Everyone’s favorite viscoelastic non-Newtonian fluid has a new use, besides bouncing, stretching, and getting caught in your kid’s hair. Yes, it’s Silly Putty, and when mixed with graphene it turns out to make a dandy force sensor.

To be clear, [Jonathan Coleman] and his colleagues at Trinity College in Dublin aren’t buying the familiar plastic eggs from the local toy store for their experiments. They’re making they’re own silicone polymers, but their methods (listed in this paywalled article from the journal Science) are actually easy to replicate. They just mix silicone oil, or polydimethylsiloxane (PDMS), with boric acid, and apply a little heat. The boron compound cross-links the PDMS and makes a substance very similar to the bouncy putty. The lab also synthesizes its own graphene by sonicating graphite in a solvent and isolating the graphene with centrifugation and filtration; that might be a little hard for the home gamer to accomplish, but we’ve covered a DIY synthesis before, so it should be possible.

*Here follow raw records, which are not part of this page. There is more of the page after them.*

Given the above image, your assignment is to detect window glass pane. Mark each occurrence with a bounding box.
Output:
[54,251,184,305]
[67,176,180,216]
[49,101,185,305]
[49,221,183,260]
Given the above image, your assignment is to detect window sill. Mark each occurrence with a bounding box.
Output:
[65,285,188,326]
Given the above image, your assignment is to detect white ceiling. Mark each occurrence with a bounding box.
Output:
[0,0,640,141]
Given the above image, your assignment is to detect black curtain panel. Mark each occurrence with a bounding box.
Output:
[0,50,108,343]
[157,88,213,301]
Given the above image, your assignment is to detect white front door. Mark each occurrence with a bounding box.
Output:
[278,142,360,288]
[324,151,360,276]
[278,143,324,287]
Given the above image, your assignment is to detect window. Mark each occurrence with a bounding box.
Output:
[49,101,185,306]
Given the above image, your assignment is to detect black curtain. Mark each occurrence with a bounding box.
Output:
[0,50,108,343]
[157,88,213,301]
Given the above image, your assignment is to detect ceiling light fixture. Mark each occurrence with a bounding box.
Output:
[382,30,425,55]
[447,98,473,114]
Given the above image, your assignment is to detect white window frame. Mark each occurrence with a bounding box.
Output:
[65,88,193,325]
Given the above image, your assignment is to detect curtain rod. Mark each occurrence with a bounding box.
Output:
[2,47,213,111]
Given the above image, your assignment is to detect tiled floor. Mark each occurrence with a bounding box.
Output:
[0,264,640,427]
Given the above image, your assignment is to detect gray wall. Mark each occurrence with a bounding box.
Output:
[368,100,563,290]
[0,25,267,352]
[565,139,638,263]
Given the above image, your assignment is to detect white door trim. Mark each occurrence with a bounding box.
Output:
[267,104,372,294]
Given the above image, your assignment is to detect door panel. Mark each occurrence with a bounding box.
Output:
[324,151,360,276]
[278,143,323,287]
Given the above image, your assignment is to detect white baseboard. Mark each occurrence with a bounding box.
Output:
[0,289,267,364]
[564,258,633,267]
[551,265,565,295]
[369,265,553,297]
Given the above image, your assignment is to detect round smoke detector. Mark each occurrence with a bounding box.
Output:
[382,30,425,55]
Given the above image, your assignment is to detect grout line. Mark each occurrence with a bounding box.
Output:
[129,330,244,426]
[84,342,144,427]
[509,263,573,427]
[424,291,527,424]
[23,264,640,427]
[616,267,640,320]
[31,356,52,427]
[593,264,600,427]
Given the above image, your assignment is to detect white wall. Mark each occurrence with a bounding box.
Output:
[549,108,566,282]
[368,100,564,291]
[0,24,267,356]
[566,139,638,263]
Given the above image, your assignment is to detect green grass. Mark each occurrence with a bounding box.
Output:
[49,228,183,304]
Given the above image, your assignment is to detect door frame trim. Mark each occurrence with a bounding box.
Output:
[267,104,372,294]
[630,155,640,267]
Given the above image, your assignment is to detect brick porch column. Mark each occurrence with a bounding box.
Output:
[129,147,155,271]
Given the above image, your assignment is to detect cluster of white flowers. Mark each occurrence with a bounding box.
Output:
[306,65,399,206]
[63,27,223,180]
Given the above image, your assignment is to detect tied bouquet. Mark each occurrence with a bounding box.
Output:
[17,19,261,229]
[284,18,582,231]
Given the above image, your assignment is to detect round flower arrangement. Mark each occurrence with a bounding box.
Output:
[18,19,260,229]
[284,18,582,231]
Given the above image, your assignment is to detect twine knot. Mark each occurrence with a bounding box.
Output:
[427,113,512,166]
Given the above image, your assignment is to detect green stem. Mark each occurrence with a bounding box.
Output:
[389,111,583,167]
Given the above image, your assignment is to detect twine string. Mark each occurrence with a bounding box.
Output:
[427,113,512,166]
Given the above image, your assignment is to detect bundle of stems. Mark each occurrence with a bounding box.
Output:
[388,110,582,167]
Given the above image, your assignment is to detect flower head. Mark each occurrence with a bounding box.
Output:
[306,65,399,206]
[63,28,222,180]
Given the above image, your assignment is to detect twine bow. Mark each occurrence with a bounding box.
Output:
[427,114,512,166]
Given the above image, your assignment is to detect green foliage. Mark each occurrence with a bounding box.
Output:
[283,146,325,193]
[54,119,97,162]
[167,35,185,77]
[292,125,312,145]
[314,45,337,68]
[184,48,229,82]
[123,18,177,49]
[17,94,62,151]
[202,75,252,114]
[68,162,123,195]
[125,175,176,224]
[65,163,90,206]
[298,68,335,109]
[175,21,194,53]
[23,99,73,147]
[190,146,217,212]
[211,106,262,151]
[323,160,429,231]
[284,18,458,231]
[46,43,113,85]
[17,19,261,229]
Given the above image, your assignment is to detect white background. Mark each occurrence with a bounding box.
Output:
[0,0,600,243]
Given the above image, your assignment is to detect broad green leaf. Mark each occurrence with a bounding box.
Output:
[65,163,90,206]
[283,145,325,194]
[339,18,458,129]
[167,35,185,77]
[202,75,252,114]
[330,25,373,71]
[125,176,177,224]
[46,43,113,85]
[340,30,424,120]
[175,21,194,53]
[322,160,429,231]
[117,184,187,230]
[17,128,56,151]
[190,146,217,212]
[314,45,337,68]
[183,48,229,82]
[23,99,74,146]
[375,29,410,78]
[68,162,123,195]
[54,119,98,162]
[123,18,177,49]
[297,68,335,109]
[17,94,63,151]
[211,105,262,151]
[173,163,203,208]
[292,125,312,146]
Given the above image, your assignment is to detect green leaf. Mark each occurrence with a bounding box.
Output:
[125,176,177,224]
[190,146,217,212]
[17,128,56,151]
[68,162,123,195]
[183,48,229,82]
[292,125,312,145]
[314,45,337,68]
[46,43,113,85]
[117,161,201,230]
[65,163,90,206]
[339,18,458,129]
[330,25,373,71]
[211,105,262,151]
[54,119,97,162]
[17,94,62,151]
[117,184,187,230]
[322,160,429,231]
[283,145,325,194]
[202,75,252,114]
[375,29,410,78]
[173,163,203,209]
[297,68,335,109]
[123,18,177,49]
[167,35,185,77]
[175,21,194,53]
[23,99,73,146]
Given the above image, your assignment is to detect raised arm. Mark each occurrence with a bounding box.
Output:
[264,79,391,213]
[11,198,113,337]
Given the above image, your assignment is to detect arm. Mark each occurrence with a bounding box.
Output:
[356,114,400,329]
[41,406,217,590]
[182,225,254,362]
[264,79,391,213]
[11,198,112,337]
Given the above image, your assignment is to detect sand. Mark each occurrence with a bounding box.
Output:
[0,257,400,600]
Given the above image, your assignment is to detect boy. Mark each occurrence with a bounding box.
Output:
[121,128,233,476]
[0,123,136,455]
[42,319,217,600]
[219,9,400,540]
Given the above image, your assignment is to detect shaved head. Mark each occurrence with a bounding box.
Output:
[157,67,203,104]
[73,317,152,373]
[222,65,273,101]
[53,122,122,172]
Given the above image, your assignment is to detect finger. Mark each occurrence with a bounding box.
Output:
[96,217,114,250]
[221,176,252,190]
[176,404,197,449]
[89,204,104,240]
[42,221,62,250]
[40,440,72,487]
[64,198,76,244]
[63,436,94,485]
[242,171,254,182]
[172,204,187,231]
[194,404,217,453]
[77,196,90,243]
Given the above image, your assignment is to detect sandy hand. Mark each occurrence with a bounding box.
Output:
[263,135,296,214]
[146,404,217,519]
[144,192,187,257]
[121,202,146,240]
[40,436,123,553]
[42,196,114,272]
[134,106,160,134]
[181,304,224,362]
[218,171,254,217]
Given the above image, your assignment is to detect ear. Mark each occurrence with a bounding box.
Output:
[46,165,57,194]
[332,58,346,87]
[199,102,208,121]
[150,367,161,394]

With the raw materials in hand, it’s a simple matter of mixing and kneading, and you’ve got a flexible, stretchable sensor. [Coleman] et al report using sensors fashioned from the mixture to detect the pulse in the carotid artery and even watch the footsteps of a spider. It looks like fun stuff to play with, and we can see tons of applications for flexible, inert strain sensors like these.